IntercontinentalExchange (ICE) reported Monday that it is one step closer to completing its $8.2 billion acquisition of the New York Stock Exchange (NYSE) following “unconditional approval” from the European Commission. The deal is still subject to final approval from the Euronext College of Regulators, the U.S. Securities and Exchange Commission and other national financial regulators.
“The commission’s investigation confirmed that the proposed transaction would not raise competition concerns as [NYSE] and ICE are not direct competitors in the markets concerned and would continue to face competition from a number of other competitors,” the European Commission said in its decision.
The commission examined closely the matter of market competition for trading and clearing services for certain exchange traded derivatives (ETD), in particular agricultural (canola and rapeseed) and soft commodities (cocoa, coffee, sugar) derivatives and U.S. equity index derivatives.
Commissioners found that the “proposed transaction would not raise competition concerns in any of these fields, as [NYSE] and ICE are offering contracts belonging to different product markets so their activities do not overlap. Moreover, the market investigation revealed that they do not exert a greater potential competitive threat on each other compared to other exchanges. Any anticompetitive effects can therefore be excluded.”
In examining minor overlaps of the activities of the two companies in the fields of agricultural ETDs (barley, corn and milling wheat), foreign exchange derivatives and bond trading, the commission concluded that no competition concerns would arise in view of the limited presence of NYSE and ICE in these markets and/or the existence of other strong players.
The commission also found no competition concerns regarding the vertical relationships between trading and clearing of derivatives, nor exchange connectivity services and front-end trade execution services.
“We will continue to work with the relevant national regulators during the process of reviewing and completing the transaction,” said ICE CEO Jeffrey C. Sprecher.
First announced in December 2012 (see Daily GPI, Dec. 21, 2012), ICE heralded the acquisition as creating a “premier global exchange operator” diversified across markets including agricultural and energy commodities, credit derivatives, equities and equity derivatives, foreign exchange and interest rates. Unanimously approved by the boards of both companies, the transaction last December was valued at $33.12 per NYSE Euronext share, or a total of about $8.2 billion, based on the closing price of ICE’s stock on Dec. 19.

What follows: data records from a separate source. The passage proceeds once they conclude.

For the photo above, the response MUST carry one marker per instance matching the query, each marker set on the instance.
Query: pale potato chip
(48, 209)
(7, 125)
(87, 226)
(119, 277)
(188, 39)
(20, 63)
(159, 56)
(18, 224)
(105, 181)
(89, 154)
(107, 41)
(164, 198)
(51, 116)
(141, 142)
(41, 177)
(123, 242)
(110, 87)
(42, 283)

Last December Sprecher said the deal was in response to “the evolution of market infrastructure today” and that it would offer a range of growth opportunities while enhancing competition in U.S. and European markets and broadening ICE’s ability to address new markets and offer innovative products and services on a global platform.
ICE has said it is committed to preserving the NYSE Euronext brand and would maintain dual headquarters in Atlanta and New York. New York headquarters would be located in the Wall Street building, home to the iconic NYSE trading floor, which the exchange said would see little change once the deal is consummated.